06.Na minha opinião, a Secma falhou antes de tudo com o restante da gestão esta­dual e da imagem que dela se registrará, no que tange as ações voltadas para o fomento da literatura. A repartição parece ter cabulado a aula básica do exercício do poder, que diz que apontar o que há de melhor na produção literária de um lugar é exercer autoridade e legitimar o próprio papel do Estado. O recorte obtido pelo que se referenda, edita e distribui é nada mais que um recorte de si mesmo e o que se vê é que o recorte da Secma é o do atraso, na inação e da nulidade de suas pró­prias propostas, no que vocês provavelmente argumentarão ser tradicionais na gestão do Estado e que eu treplico com vossos próprios slogans de campanha. Se há algum tipo de estratégia genial por trás disso que me tenha escapado, por favor, esclareçam.
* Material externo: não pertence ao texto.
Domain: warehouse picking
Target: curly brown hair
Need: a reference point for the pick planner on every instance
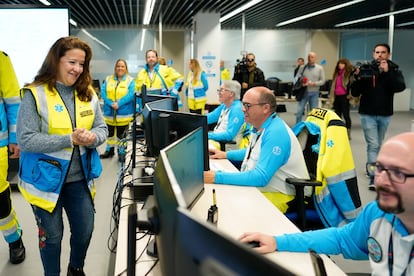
(49, 69)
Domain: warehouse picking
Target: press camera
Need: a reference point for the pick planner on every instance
(369, 69)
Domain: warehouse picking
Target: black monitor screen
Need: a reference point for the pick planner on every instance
(201, 249)
(148, 97)
(169, 192)
(168, 126)
(169, 103)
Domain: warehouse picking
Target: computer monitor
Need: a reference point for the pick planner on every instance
(202, 249)
(149, 97)
(178, 181)
(171, 125)
(168, 103)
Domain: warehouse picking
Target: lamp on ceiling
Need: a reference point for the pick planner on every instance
(239, 10)
(73, 22)
(149, 8)
(45, 2)
(373, 17)
(309, 15)
(405, 24)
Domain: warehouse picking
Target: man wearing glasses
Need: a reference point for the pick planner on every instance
(383, 232)
(228, 116)
(273, 154)
(248, 75)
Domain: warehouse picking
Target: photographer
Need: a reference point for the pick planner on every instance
(376, 84)
(247, 74)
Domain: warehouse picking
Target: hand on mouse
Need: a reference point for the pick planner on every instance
(267, 243)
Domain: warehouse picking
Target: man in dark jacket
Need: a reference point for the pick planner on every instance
(376, 83)
(248, 75)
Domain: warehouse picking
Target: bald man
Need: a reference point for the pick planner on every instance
(382, 233)
(267, 161)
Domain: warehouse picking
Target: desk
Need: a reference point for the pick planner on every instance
(241, 209)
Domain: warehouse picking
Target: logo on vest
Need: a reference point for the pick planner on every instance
(58, 108)
(374, 248)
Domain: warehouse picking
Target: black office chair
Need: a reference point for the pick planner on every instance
(335, 200)
(302, 209)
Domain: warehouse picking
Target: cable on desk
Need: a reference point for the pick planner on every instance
(116, 207)
(137, 260)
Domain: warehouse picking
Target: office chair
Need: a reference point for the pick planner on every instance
(328, 155)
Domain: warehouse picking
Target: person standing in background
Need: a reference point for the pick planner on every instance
(159, 79)
(376, 84)
(339, 91)
(300, 61)
(248, 74)
(228, 116)
(59, 127)
(196, 87)
(118, 95)
(315, 77)
(9, 106)
(224, 72)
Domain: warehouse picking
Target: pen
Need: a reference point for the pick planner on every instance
(214, 197)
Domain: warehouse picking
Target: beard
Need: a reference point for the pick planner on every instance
(390, 209)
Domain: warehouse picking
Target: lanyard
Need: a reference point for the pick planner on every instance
(222, 114)
(253, 144)
(391, 257)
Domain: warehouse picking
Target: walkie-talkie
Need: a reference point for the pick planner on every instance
(212, 215)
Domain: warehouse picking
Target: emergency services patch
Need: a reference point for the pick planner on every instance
(58, 107)
(277, 150)
(374, 248)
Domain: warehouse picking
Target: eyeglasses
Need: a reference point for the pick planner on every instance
(248, 105)
(222, 90)
(394, 175)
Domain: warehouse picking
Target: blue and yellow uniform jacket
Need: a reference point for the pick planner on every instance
(164, 81)
(337, 200)
(42, 174)
(9, 101)
(122, 92)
07.O fato é que até hoje não recebi nada, não tive nenhuma obra editada pela Secma e me sinto desrespeitado, lesado e ofendido pela falta de seriedade desta secretaria. Nenhum desconto estava previsto e não posso de forma alguma aceitá-lo. Não entrega­rei meus originais para impressão por esta secretaria. Se vocês trataram o prêmio assim antes da publicação, imagino que o que farão com o material impresso (no caso, 700 cópias de cada título) será, no mínimo, tão amador quanto. Minha obra é melhor que sua repartição.
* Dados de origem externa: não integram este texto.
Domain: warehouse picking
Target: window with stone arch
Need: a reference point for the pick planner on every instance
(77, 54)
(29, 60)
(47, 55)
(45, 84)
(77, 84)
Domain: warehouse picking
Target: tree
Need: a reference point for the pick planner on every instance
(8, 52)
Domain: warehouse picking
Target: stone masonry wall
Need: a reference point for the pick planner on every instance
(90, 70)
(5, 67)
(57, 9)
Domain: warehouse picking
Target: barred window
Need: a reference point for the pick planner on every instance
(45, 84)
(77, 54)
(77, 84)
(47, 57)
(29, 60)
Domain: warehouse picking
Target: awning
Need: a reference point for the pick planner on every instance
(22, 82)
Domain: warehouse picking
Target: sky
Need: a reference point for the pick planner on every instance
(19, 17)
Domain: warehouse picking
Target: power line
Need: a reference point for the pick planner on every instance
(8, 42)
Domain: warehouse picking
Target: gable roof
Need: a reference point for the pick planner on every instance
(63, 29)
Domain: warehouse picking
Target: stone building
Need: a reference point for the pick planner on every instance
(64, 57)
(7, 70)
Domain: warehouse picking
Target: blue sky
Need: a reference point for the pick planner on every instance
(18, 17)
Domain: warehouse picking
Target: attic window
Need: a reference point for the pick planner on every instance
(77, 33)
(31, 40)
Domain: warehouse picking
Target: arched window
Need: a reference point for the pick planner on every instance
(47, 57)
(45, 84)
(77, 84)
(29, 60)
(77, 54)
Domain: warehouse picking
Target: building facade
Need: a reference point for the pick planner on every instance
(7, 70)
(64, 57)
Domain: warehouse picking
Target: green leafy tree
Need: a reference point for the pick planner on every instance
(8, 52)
Tenho ver­gonha da Secma e me sinto burro e derrotado por ter achado que um apinhado de fun­cionários públicos pudesse ter consciência da importância de suas ações e capacidade técnica para operacionalizar seu ofício. Imagino que a sensibilidade exista pelo simples fato de ser uma gestão “de artistas”, carregada de uma aura messiânica que reflete a esfera federal, mas a capacidade técnica, no tocante ao plano editorial, me faz pensar que o Maranhão ainda precisa de bons compositores. A repartição não demonstrou nenhum planejamento ou preocupação em relação ao prêmio e parece fazê-lo mais por pressão de lei que por alguma compreensão de que seu metiê, a “cultura”, difere do pa­pel mais exposto do Estado de construir pontes, tapar buracos e jogar responsabili­dades para os mandatos vizinhos.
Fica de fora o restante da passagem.